Centrale Raad van Beroep

Enkelvoudige kamer

Tussenuitspraak op het hoger beroep tegen de uitspraak van de rechtbank Rotterdam van 21 februari 2024, 23/5917 (aangevallen uitspraak)

Partijen:

[appellante] te [woonplaats] (appellante)

de Raad van bestuur van het Uitvoeringsinstituut werknemersverzekeringen (Uwv)

Datum uitspraak: 26 september 2024

SAMENVATTING

Het gaat in deze zaak over de vraag of het Uwv terecht de ZW-uitkering van appellante heeft beëindigd. Volgens appellante zijn haar (medische) beperkingen niet juist vastgesteld. De Raad oordeelt dat het medisch onderzoek niet zorgvuldig is geweest en dat het bestreden besluit onvoldoende is gemotiveerd. De Raad geeft het Uwv de opdracht dit gebrek te herstellen.

PROCESVERLOOP

Namens appellante heeft mr. A.T. Leigh, advocaat, hoger beroep ingesteld. Het Uwv heeft een verweerschrift ingediend.

De Raad heeft de zaak behandeld op een zitting van 15 augustus 2024. Appellante is verschenen, bijgestaan door mr. Leigh. Het Uwv heeft zich laten vertegenwoordigen door mr.
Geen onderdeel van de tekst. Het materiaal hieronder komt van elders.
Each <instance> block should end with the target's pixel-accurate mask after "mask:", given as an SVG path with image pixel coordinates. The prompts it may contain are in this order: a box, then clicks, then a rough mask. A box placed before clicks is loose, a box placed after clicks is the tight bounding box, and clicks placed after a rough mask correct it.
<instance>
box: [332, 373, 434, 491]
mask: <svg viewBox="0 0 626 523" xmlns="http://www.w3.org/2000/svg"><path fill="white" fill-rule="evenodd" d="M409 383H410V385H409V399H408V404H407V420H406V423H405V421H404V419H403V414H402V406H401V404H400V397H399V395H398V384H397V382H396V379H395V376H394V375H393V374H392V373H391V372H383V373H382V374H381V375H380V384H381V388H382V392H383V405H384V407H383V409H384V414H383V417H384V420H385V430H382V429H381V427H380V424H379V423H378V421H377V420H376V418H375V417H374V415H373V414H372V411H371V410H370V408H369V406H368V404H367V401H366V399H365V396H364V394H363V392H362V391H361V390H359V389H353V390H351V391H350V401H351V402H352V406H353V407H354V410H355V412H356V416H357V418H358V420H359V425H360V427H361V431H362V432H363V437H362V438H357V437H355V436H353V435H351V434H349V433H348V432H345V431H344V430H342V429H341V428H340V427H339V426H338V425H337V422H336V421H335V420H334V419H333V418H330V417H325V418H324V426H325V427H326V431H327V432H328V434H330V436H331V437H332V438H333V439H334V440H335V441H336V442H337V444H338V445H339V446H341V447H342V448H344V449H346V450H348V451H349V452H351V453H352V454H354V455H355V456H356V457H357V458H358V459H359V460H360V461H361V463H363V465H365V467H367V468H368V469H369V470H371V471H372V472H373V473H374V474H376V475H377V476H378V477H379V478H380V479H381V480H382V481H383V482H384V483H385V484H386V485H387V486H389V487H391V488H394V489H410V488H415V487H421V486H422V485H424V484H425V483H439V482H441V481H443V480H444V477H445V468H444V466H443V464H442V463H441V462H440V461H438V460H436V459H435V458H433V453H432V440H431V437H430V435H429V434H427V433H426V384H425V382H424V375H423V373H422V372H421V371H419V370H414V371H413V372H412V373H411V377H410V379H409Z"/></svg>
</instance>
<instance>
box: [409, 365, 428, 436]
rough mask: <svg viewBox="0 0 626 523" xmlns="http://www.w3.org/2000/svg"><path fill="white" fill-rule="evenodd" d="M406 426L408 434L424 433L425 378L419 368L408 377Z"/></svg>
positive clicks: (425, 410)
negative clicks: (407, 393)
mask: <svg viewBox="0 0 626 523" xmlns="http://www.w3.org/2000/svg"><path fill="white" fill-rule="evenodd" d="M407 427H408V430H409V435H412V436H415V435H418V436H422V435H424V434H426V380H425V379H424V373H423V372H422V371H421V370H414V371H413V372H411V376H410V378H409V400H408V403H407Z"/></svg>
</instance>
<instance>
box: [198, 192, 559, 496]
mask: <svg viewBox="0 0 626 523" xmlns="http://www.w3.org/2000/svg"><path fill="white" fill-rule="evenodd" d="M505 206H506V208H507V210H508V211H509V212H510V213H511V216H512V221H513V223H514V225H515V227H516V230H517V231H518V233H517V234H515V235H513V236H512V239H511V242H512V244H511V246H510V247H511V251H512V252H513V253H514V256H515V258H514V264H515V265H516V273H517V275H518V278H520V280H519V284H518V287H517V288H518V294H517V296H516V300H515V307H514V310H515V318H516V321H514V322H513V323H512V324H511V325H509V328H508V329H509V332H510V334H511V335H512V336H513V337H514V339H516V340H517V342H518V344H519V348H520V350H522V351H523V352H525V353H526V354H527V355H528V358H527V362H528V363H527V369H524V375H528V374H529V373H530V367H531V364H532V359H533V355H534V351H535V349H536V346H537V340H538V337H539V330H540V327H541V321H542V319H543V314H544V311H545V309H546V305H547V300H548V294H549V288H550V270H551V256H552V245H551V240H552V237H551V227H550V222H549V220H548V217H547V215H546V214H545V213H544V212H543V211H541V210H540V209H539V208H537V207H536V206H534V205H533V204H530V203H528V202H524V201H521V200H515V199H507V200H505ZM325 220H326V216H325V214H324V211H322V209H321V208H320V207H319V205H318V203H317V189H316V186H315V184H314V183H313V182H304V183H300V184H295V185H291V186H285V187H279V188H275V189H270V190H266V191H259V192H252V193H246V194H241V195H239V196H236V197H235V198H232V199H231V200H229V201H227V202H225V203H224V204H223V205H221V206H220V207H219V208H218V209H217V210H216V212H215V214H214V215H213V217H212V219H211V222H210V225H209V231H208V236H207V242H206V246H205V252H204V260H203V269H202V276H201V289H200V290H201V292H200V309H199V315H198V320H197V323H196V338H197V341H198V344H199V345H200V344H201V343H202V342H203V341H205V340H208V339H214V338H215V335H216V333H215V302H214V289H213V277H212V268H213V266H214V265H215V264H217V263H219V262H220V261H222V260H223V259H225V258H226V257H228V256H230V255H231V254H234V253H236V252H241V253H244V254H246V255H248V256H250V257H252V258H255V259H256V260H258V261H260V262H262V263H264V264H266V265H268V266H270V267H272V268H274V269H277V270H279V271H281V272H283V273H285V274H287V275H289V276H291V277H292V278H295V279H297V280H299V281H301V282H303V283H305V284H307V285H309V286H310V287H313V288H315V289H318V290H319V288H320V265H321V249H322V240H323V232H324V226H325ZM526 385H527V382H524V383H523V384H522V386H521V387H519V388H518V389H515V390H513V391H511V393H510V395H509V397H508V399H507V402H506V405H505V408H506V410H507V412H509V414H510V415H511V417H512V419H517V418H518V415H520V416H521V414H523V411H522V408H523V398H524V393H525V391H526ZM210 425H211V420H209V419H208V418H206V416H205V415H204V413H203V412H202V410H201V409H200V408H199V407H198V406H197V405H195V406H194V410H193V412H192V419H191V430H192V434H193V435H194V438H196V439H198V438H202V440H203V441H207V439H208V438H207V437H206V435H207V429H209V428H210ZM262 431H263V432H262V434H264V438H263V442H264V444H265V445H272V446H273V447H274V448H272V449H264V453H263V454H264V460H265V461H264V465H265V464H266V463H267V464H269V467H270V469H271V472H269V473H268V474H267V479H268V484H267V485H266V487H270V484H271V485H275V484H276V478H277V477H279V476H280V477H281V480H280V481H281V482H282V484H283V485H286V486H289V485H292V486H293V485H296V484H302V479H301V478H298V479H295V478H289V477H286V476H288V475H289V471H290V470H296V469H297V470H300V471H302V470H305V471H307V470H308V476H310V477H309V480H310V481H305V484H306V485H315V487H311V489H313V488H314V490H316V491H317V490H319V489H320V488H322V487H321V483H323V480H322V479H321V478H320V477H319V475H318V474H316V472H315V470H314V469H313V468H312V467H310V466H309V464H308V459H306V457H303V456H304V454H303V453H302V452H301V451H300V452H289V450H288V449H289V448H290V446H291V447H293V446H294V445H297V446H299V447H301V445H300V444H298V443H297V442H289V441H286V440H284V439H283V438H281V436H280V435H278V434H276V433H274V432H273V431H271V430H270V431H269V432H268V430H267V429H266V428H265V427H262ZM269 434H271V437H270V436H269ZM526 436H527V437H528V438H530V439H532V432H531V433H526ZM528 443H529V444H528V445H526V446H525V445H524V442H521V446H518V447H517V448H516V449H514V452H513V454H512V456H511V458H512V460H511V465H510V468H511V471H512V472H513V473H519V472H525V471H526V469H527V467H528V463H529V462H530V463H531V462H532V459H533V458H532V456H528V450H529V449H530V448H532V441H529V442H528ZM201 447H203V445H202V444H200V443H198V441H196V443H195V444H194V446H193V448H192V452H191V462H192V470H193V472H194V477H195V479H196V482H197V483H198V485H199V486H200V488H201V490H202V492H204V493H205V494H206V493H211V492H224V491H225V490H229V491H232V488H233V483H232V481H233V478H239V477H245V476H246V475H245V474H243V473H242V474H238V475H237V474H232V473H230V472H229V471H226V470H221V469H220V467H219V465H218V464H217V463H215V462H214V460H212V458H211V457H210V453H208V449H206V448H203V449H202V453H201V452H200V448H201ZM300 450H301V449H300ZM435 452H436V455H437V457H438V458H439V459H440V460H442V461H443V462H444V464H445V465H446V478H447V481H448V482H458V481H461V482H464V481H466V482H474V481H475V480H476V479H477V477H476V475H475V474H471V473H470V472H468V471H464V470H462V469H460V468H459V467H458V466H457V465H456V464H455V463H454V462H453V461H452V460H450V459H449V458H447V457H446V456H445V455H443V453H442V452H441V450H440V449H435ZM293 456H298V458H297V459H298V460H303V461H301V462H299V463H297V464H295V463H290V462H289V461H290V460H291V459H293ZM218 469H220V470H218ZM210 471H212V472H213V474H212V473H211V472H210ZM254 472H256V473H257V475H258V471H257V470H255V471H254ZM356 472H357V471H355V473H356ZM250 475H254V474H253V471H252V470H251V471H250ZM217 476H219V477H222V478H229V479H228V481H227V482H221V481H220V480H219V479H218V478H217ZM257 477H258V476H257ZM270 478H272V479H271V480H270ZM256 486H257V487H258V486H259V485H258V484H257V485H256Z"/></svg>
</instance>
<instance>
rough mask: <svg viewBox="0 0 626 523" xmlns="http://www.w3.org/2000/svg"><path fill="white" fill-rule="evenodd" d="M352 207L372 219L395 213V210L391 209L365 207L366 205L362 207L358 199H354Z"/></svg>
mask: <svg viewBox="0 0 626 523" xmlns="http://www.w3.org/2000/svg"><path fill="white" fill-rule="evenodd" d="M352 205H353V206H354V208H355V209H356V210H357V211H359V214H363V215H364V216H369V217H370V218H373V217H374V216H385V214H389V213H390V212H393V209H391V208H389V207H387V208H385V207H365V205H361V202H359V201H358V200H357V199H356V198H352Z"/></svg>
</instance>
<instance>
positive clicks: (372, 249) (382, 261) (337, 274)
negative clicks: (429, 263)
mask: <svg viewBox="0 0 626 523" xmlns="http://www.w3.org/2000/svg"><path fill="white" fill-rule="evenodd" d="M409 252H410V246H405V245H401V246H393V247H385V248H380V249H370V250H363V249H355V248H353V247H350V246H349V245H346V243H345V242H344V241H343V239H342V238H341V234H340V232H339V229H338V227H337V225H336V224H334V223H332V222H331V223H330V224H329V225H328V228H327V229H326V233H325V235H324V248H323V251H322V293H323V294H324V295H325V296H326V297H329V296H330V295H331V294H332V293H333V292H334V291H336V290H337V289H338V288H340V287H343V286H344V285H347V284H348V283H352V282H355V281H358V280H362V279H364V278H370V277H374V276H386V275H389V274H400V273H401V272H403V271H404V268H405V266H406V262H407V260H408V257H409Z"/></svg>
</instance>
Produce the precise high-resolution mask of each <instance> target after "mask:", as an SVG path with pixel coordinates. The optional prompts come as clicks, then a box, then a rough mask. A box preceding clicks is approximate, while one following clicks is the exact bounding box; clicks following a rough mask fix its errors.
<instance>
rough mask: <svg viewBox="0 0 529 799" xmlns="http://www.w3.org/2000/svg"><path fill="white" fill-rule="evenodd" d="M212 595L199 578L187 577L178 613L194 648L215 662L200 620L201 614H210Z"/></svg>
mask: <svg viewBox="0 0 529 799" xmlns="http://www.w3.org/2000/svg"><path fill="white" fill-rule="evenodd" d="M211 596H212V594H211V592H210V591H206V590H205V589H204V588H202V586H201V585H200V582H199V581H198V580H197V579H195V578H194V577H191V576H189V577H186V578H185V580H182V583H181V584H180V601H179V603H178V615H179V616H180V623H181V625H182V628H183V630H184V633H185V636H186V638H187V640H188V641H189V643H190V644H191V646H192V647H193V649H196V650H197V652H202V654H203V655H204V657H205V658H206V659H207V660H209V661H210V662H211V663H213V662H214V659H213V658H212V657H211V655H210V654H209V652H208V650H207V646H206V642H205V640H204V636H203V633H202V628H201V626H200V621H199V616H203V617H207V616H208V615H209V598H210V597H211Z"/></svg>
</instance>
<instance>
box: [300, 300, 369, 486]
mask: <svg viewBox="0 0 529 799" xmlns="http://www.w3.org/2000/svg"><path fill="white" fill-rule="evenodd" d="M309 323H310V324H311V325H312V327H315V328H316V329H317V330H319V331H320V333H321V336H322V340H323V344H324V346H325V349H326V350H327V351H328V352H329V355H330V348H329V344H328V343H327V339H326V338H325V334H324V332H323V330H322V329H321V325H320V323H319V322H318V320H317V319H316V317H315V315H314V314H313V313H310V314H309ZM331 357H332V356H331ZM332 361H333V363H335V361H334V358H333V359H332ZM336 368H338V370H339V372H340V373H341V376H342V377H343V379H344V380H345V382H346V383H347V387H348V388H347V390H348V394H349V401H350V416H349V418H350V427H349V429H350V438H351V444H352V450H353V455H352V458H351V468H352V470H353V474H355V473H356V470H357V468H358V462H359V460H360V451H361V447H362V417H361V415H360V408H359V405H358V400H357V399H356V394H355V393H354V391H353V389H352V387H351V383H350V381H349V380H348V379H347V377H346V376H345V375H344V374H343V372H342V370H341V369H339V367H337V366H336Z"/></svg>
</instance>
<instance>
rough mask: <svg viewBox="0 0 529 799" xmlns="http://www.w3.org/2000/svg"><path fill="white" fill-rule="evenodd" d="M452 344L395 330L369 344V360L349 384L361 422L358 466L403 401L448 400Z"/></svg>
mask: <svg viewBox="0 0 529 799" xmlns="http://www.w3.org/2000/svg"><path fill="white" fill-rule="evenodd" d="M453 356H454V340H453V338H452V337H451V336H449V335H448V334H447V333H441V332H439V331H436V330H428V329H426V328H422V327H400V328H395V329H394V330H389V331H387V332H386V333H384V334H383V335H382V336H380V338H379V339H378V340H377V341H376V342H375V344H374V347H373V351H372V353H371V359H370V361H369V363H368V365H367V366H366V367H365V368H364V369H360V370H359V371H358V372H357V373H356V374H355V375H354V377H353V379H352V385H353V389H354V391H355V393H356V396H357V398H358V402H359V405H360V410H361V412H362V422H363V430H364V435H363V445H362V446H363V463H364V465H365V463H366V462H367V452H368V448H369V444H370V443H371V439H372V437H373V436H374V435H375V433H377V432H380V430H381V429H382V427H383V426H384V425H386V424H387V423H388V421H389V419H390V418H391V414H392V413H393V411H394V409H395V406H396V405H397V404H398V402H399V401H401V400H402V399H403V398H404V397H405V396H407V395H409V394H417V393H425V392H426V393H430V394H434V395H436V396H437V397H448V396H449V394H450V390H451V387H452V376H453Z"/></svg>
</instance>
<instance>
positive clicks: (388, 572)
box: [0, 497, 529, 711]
L.J.M.M. de Poel.

OVERWEGINGEN

Inleiding

1. Bij de beoordeling van het hoger beroep zijn de volgende feiten en omstandigheden van belang.

1.1.

Appellante heeft voor het laatst gewerkt als bron-en contactonderzoekmedewerkster voor

38,38 uur per week. Op 4 april 2021 heeft zij zich ziekgemeld met fysieke en psychische klachten als gevolg van haar bevalling. Het Uwv heeft appellante een uitkering op grond van de Ziektewet (ZW) toegekend. In het kader van een Eerstejaars Ziektewet-beoordeling heeft appellante het spreekuur bezocht van verzekeringsarts. Deze arts heeft appellante belastbaar geacht met inachtneming van de beperkingen die zijn neergelegd in een Functionele Mogelijkhedenlijst (FML) van 13 juli 2022. Een arbeidsdeskundige heeft vastgesteld dat appellante niet meer geschikt is voor haar laatste werk en heeft vervolgens voor appellante functies geselecteerd. Bij besluit van 15 juli 2022 heeft het Uwv de ZWuitkering van appellante met ingang van 16 augustus 2022 beëindigd, omdat zij meer dan 65% kan verdienen van het loon dat zij verdiende voordat zij ziek werd.

1.2.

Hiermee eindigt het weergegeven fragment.